Posted by: Celine Floyd, Managing Psychologist, Capp


Following on from our last blog by Helen and Nicky on the AGR theme of harnessing school leaver talent, we reflect on the real opportunities that this talent pool presents to our clients, and why.


Graduates bring some fundamental, unique, and significant skills and knowledge. This is well known and celebrated, across the world. And rightly so.


However, the social and economical face of our next working generation is changing and the traditional university route isn’t feasible or indeed appealing to some anymore. More and more of our clients are turning to School Leaver and Apprentice Programmes and seeing exceptional performance. We speculate as to why.


Is it because their ‘minds’ and ‘horizons’ are still relatively broad? Having not focused in on one particular subject for three or more years, their modes of thinking and analysing, and their perspectives, are still mouldable. From the perspective of organisational culture, this is interesting too.

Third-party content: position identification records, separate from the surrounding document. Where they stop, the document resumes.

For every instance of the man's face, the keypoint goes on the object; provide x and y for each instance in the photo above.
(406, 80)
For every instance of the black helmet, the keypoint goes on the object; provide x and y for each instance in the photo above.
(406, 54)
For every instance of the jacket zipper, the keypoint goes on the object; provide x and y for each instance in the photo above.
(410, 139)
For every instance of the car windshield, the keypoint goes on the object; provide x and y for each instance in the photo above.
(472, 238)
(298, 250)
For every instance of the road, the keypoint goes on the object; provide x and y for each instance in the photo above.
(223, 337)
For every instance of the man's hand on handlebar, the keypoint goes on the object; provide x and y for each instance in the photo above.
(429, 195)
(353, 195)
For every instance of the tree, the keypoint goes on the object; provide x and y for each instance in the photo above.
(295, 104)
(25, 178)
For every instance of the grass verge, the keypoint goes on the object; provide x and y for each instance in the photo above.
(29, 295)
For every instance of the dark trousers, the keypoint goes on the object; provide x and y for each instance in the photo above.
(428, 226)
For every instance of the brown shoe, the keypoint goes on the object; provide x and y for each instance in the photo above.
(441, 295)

Whilst a lack of work experience on paper may seem a disadvantage, could it in fact be a benefit for your organisation? School leavers’ ways of working with others, delivering outcomes, and presenting themselves will all be built around your needs and established ways of working. If we can assess properly for that raw potential, then those vital employability skills can be developed in a quicker and more aligned way.


If we look at sponsored degree programmes, may we anticipate a higher level of engagement, motivation and performance because of a stronger psychological contract? We know that helping people to grow and learn is worth more to most than pure monetary reward, so do these programmes play to that in a really powerful way? The potential to build organisational commitment and loyalty with School Leavers in this way is significant.

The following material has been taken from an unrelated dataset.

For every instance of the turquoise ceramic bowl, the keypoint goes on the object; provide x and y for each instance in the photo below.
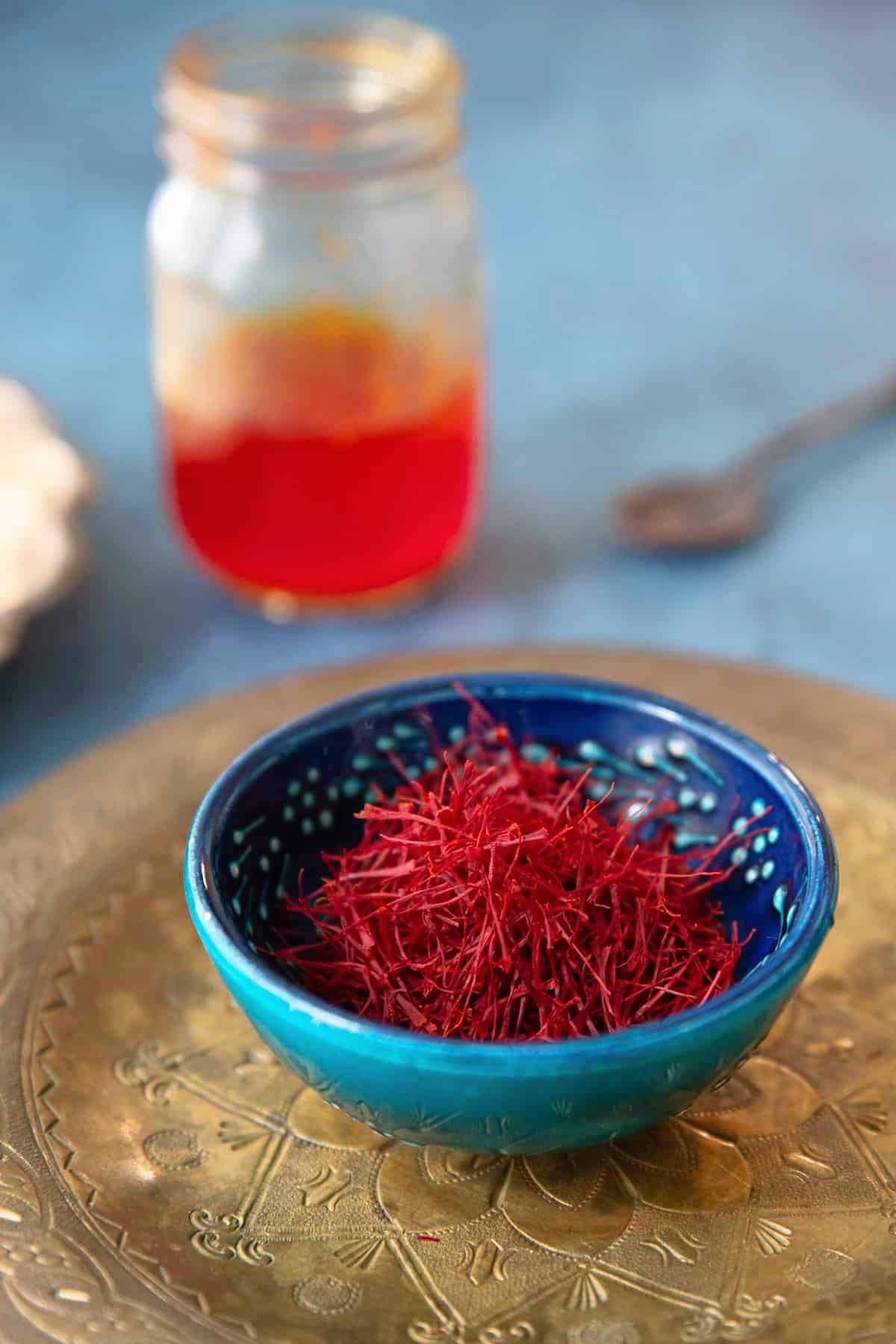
(296, 792)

Finally, one can assume that working whilst studying has benefits in itself. Having the opportunity to put into practice academic thinking in real time with fantastic immediacy renders experimentation and quick learning agility. We know that the bite size format of our development programmes works well, so this would follow through to students who study while working.


We are not discounting in any way the value that graduates add, but we also encourage a more holistic view of the early career talent out there.


What are your thoughts? We would love to hear your experiences. What differences have you seen between your graduates and school leavers? Why do you think this is?